I couldn’t very well tell him that I was imagining his family’s property as fairy-tale villainy brought to life. And I wanted to spill the beans about Laura’s disturbing midnight jaunt to the graveyard, but I couldn’t figure out how to begin. “Just things,” I said. “Um . . . your mom.”
He sighed.
“So last night, Agatha woke me up and—”
“She did? How?”
“She . . .” Well, hmm. Did she wake me up? “She just did. And we went out to the garden—”
“You took her to the garden in the middle of the night?”
“No,” I said. “She took me.”
He looked doubtful.
“I swear!” I said, more offended than I’d expected. “I had no desire to go. She led me out there. And we went into the graveyard, and that’s where we saw . . . your mom.”
I explained what she’d been doing.
“You hid and watched her?” he asked.
“I didn’t want Agatha to get in trouble.”
“Agatha doesn’t get in trouble,” Barrett said. “Mom knows Aggie is . . . isn’t all there.”
I didn’t answer.
“I mean, you might have gotten in trouble,” he said uncertainly.
“Barrett, I swear, I only went because Agatha basically dragged me. But that’s not the part we should focus on. The part that’s weird is that your mom was down there ripping out all the flowers we planted. And she was angry.”
He shrugged. “Maybe she’s protective of Lily’s grave?”
“Maybe,” I said. “I guess . . .”
“Well, what else would it be?”
“Why isn’t Lily in the portrait?” I asked. “Of yo
ur mom and her dad.”
“What?”
“In the drawing room. It’s just the two of them. Doesn’t it seem like Lily should have been included? The other families had all their kids painted.” Even the dead ones.
“I—I don’t know. You kind of lost me with the going outside in the middle of the night.”
“You’ve done that, too.”
“But not with my sister,” he said. “What if she caught a cold?”
“She’s not sick,” I said.
He looked at me like I was out of my mind.
“Not like that, I mean. Not like she’s at more of a risk for a cold.” I looked down at Agatha, who stared straight ahead.
“Are you sure?” Barrett asked. “Mom made it sound like her immunity could be messed up.”
“I’m trying to tell you.” I fought to keep the seething frustration out of my voice. “I didn’t take her out there.
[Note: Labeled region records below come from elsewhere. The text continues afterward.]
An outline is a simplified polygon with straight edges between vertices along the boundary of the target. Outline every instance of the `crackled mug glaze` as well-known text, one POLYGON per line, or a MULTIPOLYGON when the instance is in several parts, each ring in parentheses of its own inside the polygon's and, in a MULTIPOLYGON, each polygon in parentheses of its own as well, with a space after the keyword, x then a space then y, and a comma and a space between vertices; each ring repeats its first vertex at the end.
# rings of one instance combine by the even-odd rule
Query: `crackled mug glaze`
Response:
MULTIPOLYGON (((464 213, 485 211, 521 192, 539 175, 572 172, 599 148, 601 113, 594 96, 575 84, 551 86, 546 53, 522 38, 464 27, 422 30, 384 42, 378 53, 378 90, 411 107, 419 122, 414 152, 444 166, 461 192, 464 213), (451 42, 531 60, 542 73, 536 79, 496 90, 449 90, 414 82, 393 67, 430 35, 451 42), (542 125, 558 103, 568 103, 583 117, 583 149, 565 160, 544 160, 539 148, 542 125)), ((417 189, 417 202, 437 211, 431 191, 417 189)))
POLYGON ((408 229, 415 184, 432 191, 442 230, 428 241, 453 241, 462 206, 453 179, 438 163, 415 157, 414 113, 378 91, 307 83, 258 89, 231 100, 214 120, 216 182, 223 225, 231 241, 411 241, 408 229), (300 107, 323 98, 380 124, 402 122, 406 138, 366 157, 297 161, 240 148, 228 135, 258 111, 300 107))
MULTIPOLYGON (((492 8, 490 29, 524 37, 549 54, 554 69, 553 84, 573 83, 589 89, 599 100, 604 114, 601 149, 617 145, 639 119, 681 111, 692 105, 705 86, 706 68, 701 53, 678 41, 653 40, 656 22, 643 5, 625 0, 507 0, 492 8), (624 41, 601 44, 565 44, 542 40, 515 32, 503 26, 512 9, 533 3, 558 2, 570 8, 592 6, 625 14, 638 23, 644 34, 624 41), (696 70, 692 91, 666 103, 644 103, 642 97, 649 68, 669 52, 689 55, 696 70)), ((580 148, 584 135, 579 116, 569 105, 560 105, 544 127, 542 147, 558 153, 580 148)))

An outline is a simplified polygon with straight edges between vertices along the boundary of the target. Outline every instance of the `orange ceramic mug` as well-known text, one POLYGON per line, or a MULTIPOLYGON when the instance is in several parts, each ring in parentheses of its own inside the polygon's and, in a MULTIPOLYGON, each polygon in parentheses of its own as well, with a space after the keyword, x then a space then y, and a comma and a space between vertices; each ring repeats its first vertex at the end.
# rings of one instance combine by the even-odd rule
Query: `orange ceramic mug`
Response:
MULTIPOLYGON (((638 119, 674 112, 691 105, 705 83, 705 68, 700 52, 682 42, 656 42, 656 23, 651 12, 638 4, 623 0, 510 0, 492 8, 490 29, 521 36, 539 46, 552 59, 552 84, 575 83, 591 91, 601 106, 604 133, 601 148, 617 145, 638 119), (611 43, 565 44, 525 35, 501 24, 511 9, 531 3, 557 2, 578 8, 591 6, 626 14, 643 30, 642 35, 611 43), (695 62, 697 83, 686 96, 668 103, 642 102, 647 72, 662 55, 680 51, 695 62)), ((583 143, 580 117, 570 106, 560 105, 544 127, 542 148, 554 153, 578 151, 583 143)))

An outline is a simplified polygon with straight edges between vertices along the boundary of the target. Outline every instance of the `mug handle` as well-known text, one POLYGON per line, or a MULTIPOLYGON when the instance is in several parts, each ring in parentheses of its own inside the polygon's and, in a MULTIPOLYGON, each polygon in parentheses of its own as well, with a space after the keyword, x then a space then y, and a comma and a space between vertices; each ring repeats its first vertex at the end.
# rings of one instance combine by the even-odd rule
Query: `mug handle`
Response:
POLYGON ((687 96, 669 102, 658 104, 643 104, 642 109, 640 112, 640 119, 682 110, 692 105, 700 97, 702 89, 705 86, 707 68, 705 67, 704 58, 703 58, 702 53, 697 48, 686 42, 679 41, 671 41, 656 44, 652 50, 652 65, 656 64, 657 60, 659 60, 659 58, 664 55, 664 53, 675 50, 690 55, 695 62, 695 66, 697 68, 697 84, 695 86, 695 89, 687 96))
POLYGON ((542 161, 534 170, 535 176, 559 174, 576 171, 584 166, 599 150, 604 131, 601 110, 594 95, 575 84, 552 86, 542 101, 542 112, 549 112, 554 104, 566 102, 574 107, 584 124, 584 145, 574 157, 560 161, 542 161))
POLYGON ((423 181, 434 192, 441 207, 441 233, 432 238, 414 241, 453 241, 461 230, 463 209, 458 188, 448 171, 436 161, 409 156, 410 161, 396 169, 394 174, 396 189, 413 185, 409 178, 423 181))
She took me.”
He nodded shortly.
“What?” I asked.
“You didn’t have to go,” he said. “You could have told her to stay inside. You could have said no.”
I sighed.
He sighed. “Forget it.”
I did want to forget it, but I also didn’t. “If you don’t believe me, go look. The flowers will all be gone. Why would she do that?”
“I have no idea,” he said. “Maybe she hates lilies. Maybe she had other plans for that space.”
“But in the middle of the night?”
“What are you trying to get me to say, Margot?” he asked. “That Mom’s crazy? She’s intense, yeah, and she makes me angry sometimes, but I don’t think she was out in the moonlight acting like a maniac.”
But she was.
“And I don’t think you should let Agatha go outside at night,” he said stiffly.
“Okay,” I said.
“Don’t be mad at me.”
I shook my head. Don’t be mad? He’d just implied that I was a negligent liar.
“Let’s talk about something else,” he said. “Please?”
Like how there’s part of me that would rather live at the state institution than Copeland Hall?